Houve um tempo em que as certezas fugiam – elas conseguiam, ao contrário de mim. Foi um tempo nebuloso em que às vezes chovia, às vezes fazia sol. Mas, independente do clima, o amor se encontrava. Atravessávamos noites e noites lado a lado, acordando mais juntos ou não. Eu me lembro de muitas em que adormecia antes de mim. Abraçado ao seu corpo, eu dizia para o silêncio: "Amor". Era solitário. Ficávamos eu e o que não cabia em mim, procurando um lugar que pudesse nos abrigar.
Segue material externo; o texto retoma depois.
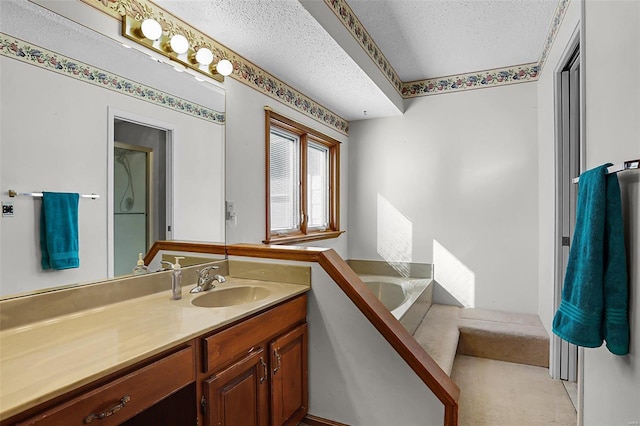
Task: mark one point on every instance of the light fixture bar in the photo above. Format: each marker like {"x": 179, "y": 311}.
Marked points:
{"x": 132, "y": 30}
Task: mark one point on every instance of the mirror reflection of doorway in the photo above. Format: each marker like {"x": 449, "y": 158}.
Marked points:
{"x": 139, "y": 192}
{"x": 132, "y": 196}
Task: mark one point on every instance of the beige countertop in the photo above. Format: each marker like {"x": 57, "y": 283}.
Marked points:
{"x": 48, "y": 358}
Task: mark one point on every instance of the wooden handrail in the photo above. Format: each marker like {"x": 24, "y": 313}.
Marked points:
{"x": 442, "y": 386}
{"x": 190, "y": 246}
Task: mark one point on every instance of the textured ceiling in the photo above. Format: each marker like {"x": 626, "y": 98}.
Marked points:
{"x": 435, "y": 38}
{"x": 296, "y": 42}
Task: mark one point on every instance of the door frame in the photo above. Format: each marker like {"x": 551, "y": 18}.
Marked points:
{"x": 575, "y": 44}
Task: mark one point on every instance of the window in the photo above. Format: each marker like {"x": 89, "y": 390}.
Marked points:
{"x": 302, "y": 182}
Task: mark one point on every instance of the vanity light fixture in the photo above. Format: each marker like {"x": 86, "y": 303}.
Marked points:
{"x": 176, "y": 48}
{"x": 224, "y": 67}
{"x": 204, "y": 56}
{"x": 179, "y": 44}
{"x": 151, "y": 29}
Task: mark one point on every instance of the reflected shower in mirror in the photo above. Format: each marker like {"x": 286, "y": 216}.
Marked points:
{"x": 68, "y": 94}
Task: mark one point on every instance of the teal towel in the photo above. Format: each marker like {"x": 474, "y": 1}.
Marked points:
{"x": 59, "y": 230}
{"x": 595, "y": 296}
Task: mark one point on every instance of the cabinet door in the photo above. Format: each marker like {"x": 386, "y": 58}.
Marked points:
{"x": 238, "y": 395}
{"x": 289, "y": 400}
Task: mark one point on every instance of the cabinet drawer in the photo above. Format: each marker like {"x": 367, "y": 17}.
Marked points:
{"x": 223, "y": 347}
{"x": 123, "y": 398}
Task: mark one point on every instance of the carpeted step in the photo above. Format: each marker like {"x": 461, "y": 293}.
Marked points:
{"x": 504, "y": 336}
{"x": 438, "y": 335}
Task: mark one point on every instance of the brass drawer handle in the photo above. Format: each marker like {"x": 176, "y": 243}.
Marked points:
{"x": 109, "y": 412}
{"x": 275, "y": 352}
{"x": 265, "y": 373}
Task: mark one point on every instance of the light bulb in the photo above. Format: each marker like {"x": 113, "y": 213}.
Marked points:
{"x": 204, "y": 56}
{"x": 224, "y": 67}
{"x": 179, "y": 44}
{"x": 151, "y": 29}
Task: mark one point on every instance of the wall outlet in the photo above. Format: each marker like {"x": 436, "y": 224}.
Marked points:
{"x": 230, "y": 210}
{"x": 7, "y": 209}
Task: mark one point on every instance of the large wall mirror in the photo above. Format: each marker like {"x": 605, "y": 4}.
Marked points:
{"x": 80, "y": 113}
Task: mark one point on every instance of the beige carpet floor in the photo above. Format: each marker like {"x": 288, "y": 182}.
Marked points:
{"x": 498, "y": 393}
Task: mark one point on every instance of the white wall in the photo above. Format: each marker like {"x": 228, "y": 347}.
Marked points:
{"x": 245, "y": 168}
{"x": 612, "y": 56}
{"x": 457, "y": 172}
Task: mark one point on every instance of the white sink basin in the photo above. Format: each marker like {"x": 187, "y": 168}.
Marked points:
{"x": 231, "y": 296}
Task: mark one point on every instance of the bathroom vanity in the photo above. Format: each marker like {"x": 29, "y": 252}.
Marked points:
{"x": 151, "y": 360}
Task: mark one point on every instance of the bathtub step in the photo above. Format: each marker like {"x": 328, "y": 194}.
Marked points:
{"x": 503, "y": 336}
{"x": 438, "y": 334}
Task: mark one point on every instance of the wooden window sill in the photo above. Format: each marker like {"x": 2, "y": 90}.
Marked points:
{"x": 300, "y": 238}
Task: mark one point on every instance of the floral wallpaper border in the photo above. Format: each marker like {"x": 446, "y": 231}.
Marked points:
{"x": 20, "y": 50}
{"x": 477, "y": 80}
{"x": 447, "y": 84}
{"x": 243, "y": 70}
{"x": 351, "y": 22}
{"x": 253, "y": 76}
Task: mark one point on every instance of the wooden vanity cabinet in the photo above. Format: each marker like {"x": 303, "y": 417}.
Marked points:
{"x": 123, "y": 398}
{"x": 255, "y": 372}
{"x": 251, "y": 373}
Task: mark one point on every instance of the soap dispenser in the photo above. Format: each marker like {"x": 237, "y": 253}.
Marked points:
{"x": 140, "y": 268}
{"x": 176, "y": 279}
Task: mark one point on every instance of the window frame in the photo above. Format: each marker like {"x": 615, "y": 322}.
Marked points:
{"x": 305, "y": 135}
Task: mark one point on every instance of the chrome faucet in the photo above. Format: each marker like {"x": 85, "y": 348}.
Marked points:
{"x": 205, "y": 279}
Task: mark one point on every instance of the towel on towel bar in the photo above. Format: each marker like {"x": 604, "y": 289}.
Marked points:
{"x": 595, "y": 294}
{"x": 59, "y": 230}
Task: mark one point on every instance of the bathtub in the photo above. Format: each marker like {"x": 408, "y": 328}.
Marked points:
{"x": 408, "y": 299}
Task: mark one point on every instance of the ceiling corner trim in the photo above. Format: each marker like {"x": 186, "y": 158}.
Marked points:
{"x": 558, "y": 16}
{"x": 475, "y": 80}
{"x": 243, "y": 70}
{"x": 351, "y": 22}
{"x": 14, "y": 48}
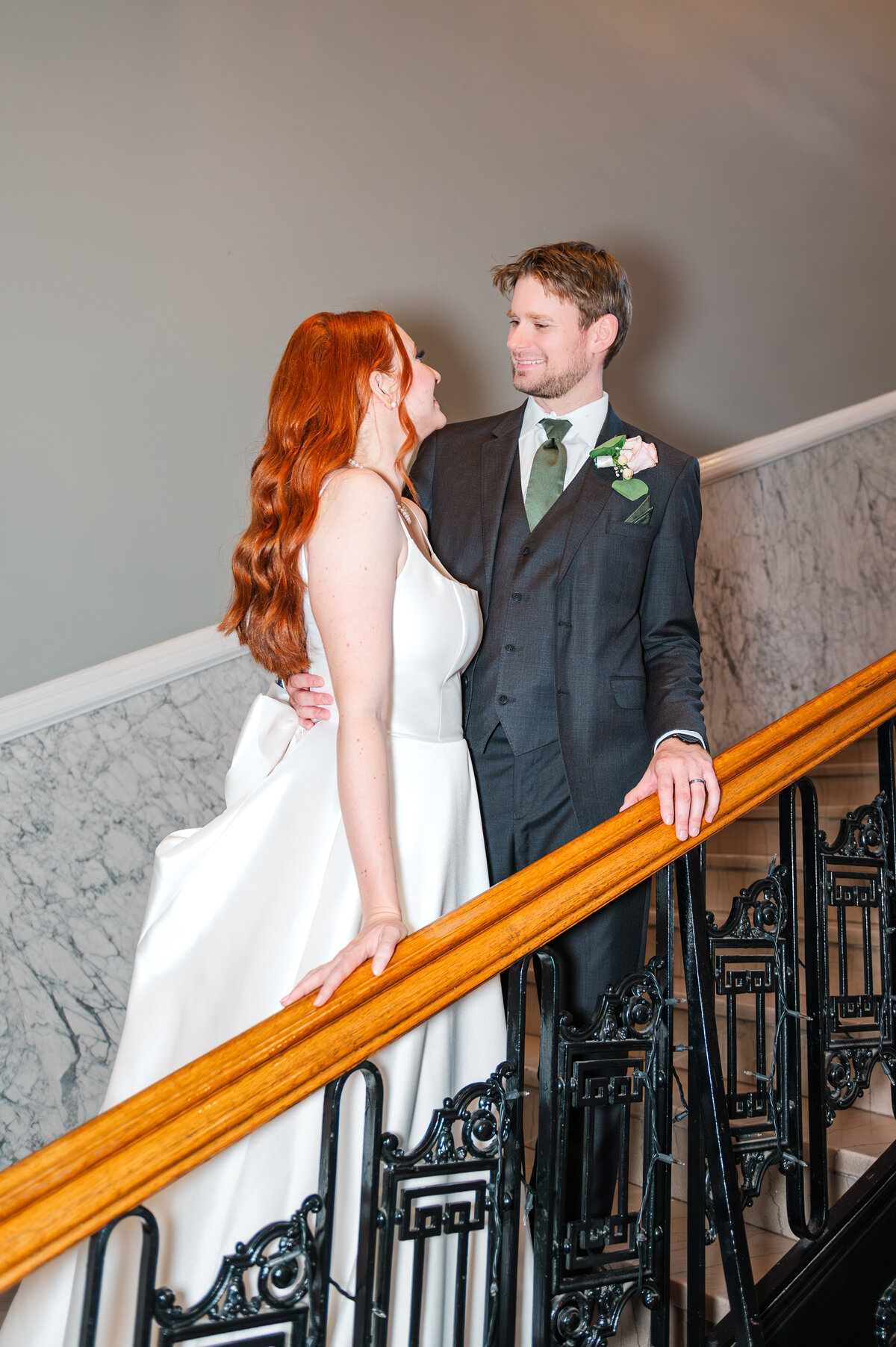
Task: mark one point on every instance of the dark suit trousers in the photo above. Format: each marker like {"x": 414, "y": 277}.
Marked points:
{"x": 527, "y": 812}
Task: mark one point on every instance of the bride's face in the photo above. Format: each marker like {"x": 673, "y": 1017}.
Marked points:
{"x": 420, "y": 403}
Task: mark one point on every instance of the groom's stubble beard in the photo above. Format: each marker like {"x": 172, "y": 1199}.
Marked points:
{"x": 558, "y": 385}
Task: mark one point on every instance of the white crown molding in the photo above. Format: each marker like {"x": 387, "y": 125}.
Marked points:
{"x": 794, "y": 440}
{"x": 35, "y": 708}
{"x": 61, "y": 698}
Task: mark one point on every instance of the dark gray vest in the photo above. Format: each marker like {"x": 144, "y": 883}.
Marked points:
{"x": 514, "y": 679}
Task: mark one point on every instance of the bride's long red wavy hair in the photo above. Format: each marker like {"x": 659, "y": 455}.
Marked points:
{"x": 318, "y": 399}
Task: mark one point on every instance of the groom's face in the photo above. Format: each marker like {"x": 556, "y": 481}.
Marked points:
{"x": 550, "y": 350}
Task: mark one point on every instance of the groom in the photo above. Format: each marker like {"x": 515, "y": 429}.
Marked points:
{"x": 585, "y": 694}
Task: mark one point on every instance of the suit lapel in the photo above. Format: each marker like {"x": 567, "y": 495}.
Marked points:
{"x": 499, "y": 454}
{"x": 593, "y": 497}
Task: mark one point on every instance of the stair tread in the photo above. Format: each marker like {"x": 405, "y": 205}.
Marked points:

Dias e noites se repetiram e o amor se manifestava, seguidas vezes, do coração para a boca, sem enfrentar grandes distâncias. Era um segredo meu comigo. Até um dia em que fechei os olhos antes. "Amor." – ouvi num susto. Finalmente havia parado de lutar. Não mais se debatia. Num sorriso, se entregava ao que era feliz. Eu chorava. Era alegria demais. Algum tempo depois, já era corriqueiro. Mais algum tempo, você. Que antes era só um outro desejo escondido – também nele. O verbo se fez carne, como ela mesmo disse um dia. (Ainda bem que deu tempo.) A palavra amor seguida de um ponto final é para poucas pessoas e poucos momentos. Para poucos porque é muito.



quem consegue sentir o significado do amor tem sorte. e morre feliz. tão feliz que, mesmo depois de morrer, vive.